QUINCY -- Admittedly, Brandon Thomsen says "Good People" is a different kind of project for Quincy Community Theatre.
"It is relevant to our time and relevant to Quincy," said Thomsen, artistic director of the play that will be staged at 7:30 p.m. Thursday through Saturday, 2 p.m. Sunday, 7:30 p.m. Friday, Sept. 21, and Saturday, Sept. 22, and 2 p.m. Sunday, Sept. 23.
In the play, Margaret (Jennifer Fray) loses her job and is on the verge of homelessness. Margaret goes to her high school sweetheart, Mike (James Riley), who is now a successful doctor, in hopes of finding a job.

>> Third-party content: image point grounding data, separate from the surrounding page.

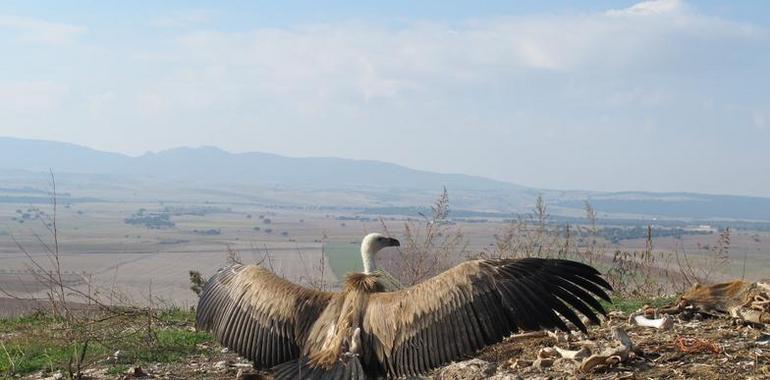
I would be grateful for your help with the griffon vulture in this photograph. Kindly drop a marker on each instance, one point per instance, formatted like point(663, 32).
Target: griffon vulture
point(373, 328)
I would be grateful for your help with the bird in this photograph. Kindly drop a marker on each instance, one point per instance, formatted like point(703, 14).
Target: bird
point(374, 328)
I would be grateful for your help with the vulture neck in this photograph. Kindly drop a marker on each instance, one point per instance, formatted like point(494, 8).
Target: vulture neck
point(367, 254)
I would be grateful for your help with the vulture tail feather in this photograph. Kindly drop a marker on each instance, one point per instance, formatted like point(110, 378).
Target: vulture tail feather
point(347, 368)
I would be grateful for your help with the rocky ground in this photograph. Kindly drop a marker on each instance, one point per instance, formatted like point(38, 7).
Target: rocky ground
point(682, 348)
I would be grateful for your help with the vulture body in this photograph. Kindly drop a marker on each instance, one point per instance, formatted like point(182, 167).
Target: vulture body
point(373, 329)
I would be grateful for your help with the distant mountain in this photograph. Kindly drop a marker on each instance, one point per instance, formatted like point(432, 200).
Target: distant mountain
point(214, 164)
point(346, 182)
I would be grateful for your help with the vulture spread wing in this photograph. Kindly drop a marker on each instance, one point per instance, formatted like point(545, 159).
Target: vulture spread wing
point(261, 316)
point(473, 305)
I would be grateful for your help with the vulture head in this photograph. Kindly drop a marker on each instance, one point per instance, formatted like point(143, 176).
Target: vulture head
point(374, 328)
point(372, 244)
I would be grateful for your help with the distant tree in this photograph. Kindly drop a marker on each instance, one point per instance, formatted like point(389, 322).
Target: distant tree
point(196, 282)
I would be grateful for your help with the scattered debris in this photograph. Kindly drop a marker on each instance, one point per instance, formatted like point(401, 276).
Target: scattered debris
point(474, 369)
point(664, 323)
point(695, 345)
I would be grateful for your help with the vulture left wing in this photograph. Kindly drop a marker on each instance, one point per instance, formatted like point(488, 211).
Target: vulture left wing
point(259, 315)
point(473, 305)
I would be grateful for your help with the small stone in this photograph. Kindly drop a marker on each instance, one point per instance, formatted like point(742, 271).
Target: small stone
point(220, 364)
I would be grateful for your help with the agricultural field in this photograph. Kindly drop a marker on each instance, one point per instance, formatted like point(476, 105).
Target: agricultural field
point(127, 249)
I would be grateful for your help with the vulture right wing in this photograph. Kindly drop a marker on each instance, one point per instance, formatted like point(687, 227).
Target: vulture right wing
point(259, 315)
point(472, 305)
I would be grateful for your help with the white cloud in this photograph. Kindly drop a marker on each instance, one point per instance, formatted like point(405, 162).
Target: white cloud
point(42, 32)
point(31, 97)
point(651, 7)
point(183, 19)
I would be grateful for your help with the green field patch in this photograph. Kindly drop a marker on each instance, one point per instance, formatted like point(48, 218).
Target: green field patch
point(39, 342)
point(344, 257)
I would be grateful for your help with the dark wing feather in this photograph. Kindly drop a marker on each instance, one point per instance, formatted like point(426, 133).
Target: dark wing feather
point(259, 315)
point(475, 304)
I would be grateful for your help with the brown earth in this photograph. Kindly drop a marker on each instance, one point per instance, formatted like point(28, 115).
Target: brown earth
point(722, 349)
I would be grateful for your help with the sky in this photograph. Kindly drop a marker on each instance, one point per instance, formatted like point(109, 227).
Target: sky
point(663, 95)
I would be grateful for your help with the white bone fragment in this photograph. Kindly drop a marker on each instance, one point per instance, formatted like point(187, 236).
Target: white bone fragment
point(573, 354)
point(664, 323)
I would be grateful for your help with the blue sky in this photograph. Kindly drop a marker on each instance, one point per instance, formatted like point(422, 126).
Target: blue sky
point(604, 95)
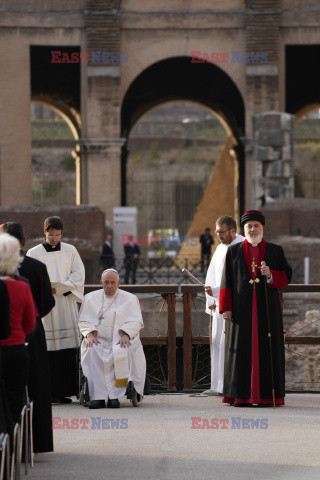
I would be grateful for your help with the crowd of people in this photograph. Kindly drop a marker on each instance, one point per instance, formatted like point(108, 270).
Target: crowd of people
point(40, 297)
point(44, 314)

The show goes on to discuss how choices and circumstances play a role in determining life outcomes.
The production contains strong language, which Thomsen said is authentic to the story, and is set in contemporary Boston.
"Good People" was a Broadway production in 2011.

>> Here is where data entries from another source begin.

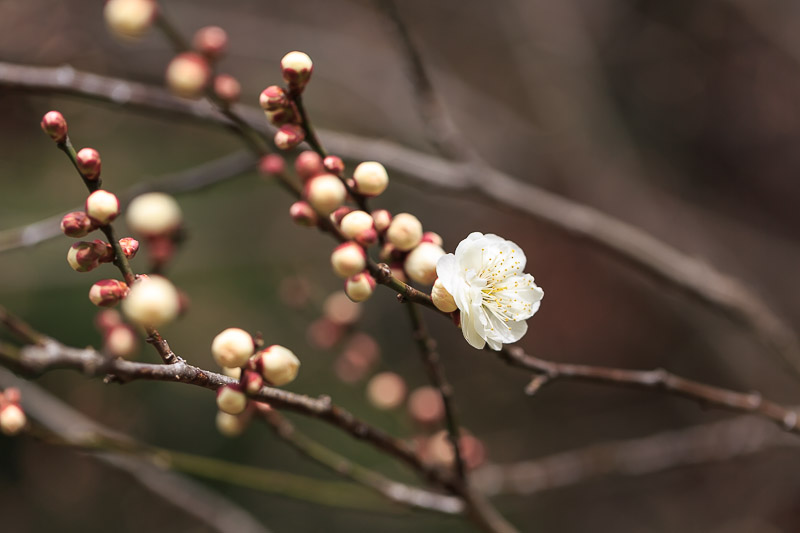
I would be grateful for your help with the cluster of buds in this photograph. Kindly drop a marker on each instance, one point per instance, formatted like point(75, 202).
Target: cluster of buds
point(12, 417)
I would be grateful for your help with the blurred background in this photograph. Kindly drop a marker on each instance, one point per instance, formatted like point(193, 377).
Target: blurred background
point(681, 117)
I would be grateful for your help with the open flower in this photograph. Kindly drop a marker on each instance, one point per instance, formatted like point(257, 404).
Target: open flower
point(494, 296)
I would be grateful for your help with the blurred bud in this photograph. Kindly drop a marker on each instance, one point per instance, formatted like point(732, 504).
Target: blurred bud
point(153, 214)
point(54, 124)
point(88, 161)
point(289, 136)
point(188, 75)
point(348, 259)
point(359, 287)
point(231, 400)
point(325, 193)
point(405, 231)
point(76, 224)
point(420, 264)
point(152, 302)
point(210, 41)
point(371, 178)
point(233, 347)
point(130, 19)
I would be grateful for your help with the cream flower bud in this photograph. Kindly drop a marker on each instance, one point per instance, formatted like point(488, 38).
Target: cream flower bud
point(442, 299)
point(325, 193)
point(152, 302)
point(233, 347)
point(102, 207)
point(405, 231)
point(188, 75)
point(231, 400)
point(371, 178)
point(54, 124)
point(420, 264)
point(130, 19)
point(359, 287)
point(12, 419)
point(108, 292)
point(88, 161)
point(76, 224)
point(153, 214)
point(348, 259)
point(278, 365)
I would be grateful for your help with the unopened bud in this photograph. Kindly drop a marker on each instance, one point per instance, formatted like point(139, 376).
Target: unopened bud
point(289, 136)
point(108, 292)
point(152, 302)
point(102, 207)
point(231, 400)
point(232, 348)
point(153, 214)
point(76, 224)
point(442, 299)
point(130, 19)
point(54, 124)
point(405, 231)
point(88, 161)
point(325, 193)
point(359, 287)
point(348, 259)
point(278, 365)
point(188, 75)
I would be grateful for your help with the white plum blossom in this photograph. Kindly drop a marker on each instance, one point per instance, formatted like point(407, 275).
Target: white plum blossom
point(493, 294)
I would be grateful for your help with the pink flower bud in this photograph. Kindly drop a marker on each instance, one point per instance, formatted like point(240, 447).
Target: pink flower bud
point(76, 224)
point(405, 231)
point(325, 193)
point(296, 68)
point(102, 207)
point(188, 75)
point(289, 136)
point(273, 98)
point(303, 214)
point(359, 287)
point(348, 259)
point(210, 41)
point(334, 164)
point(54, 124)
point(231, 400)
point(371, 178)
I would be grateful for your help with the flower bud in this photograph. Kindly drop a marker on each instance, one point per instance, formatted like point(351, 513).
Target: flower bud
point(233, 347)
point(210, 41)
point(278, 365)
point(188, 75)
point(108, 292)
point(153, 214)
point(359, 287)
point(54, 124)
point(348, 259)
point(420, 264)
point(289, 136)
point(296, 68)
point(152, 302)
point(102, 207)
point(231, 400)
point(405, 231)
point(442, 299)
point(88, 161)
point(273, 98)
point(12, 419)
point(130, 19)
point(76, 224)
point(303, 214)
point(325, 193)
point(308, 164)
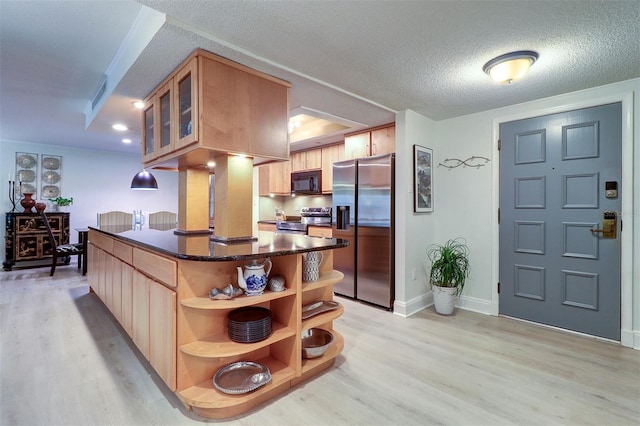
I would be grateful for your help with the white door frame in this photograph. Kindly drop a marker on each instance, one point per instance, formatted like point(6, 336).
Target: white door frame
point(626, 259)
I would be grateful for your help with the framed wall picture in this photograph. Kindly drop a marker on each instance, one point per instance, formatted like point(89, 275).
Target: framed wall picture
point(422, 179)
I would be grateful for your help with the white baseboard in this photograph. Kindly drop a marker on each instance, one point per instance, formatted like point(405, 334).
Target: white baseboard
point(630, 339)
point(481, 306)
point(413, 306)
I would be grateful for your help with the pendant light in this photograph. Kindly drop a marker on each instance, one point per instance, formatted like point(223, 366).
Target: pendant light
point(510, 66)
point(144, 180)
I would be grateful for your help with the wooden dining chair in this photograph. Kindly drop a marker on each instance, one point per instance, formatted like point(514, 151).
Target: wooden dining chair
point(60, 250)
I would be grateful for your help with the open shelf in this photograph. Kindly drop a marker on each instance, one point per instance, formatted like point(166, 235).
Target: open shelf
point(206, 302)
point(326, 278)
point(322, 318)
point(205, 395)
point(221, 346)
point(333, 351)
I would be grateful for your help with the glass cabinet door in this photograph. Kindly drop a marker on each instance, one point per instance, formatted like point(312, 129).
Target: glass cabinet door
point(185, 91)
point(165, 138)
point(148, 129)
point(186, 126)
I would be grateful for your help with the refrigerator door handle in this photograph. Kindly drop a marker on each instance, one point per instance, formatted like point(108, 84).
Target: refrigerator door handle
point(342, 218)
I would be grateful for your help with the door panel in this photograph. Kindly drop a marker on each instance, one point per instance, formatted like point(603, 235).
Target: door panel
point(554, 267)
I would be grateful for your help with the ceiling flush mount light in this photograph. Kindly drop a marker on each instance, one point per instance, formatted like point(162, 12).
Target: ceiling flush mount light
point(144, 180)
point(510, 66)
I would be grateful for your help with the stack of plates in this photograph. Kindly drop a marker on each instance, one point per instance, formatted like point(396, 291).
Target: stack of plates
point(250, 324)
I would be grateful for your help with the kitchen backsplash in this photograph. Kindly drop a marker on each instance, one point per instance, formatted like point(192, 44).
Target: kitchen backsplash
point(290, 205)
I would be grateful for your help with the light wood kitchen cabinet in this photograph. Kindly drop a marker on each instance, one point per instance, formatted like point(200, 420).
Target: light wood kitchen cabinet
point(140, 312)
point(185, 87)
point(376, 141)
point(145, 308)
point(184, 334)
point(357, 146)
point(330, 155)
point(157, 120)
point(162, 332)
point(274, 178)
point(217, 105)
point(127, 299)
point(306, 160)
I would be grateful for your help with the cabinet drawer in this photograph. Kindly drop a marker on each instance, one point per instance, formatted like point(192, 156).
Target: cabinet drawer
point(101, 241)
point(123, 251)
point(158, 267)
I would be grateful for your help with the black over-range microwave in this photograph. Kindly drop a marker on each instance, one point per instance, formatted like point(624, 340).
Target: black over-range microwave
point(307, 182)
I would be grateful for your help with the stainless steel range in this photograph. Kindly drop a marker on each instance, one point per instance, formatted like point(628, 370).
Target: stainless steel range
point(308, 216)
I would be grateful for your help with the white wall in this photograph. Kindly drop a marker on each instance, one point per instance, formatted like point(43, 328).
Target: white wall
point(414, 231)
point(466, 199)
point(98, 181)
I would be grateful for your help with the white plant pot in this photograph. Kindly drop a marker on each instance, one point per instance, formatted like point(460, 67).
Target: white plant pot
point(444, 299)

"It explores a lot of ideas through some tough characters in south Boston," Thomsen said.
A cast of only six actors, plus a seventh for voiceovers, is designed to provide an intimate experience for the audience.
"It's different, that's for sure," Thomsen said. "This should appeal to different age groups, and doesn't target any certain (genre)."
The cast for "Good People" includes Fray, Riley, Thomas Gooding, Doris Malacarne, Ann Pfaffe and Chaka Batley. Glenn Boettger will provide the voiceover material.
Thomsen thinks the strong language adds to the play's relevancy and also has sparked "a lot of conversation."
Thomsen said the core of the play deals with "how we think about our fellow man, (possibly) without knowing their story."
Riley, who is a local pastor, discusses "Good People" on the Quincy Community Theatre's website, 1qct.org.
"So, should everyone see the play Good People? Yes -- as long as it does not cause you to violate your conscience, and, for young people, you believe they are prepared to hear harsh language and have a discussion about it, if necessary," Riley wrote. "Why should everyone come? ... For me, a great story is one that leads me to see my life and other people and my relationships and even my faith in a new light. Can a play with swearing in it do that? Yes it can, and it did for me.
"These characters are very human and they make good and bad choices, and they suffer the consequences and reap the rewards."
Thomsen will address the audience before the performance. After each performance there will be an exchange between the cast and audience.
"This is a story worth talking about," Thomsen said.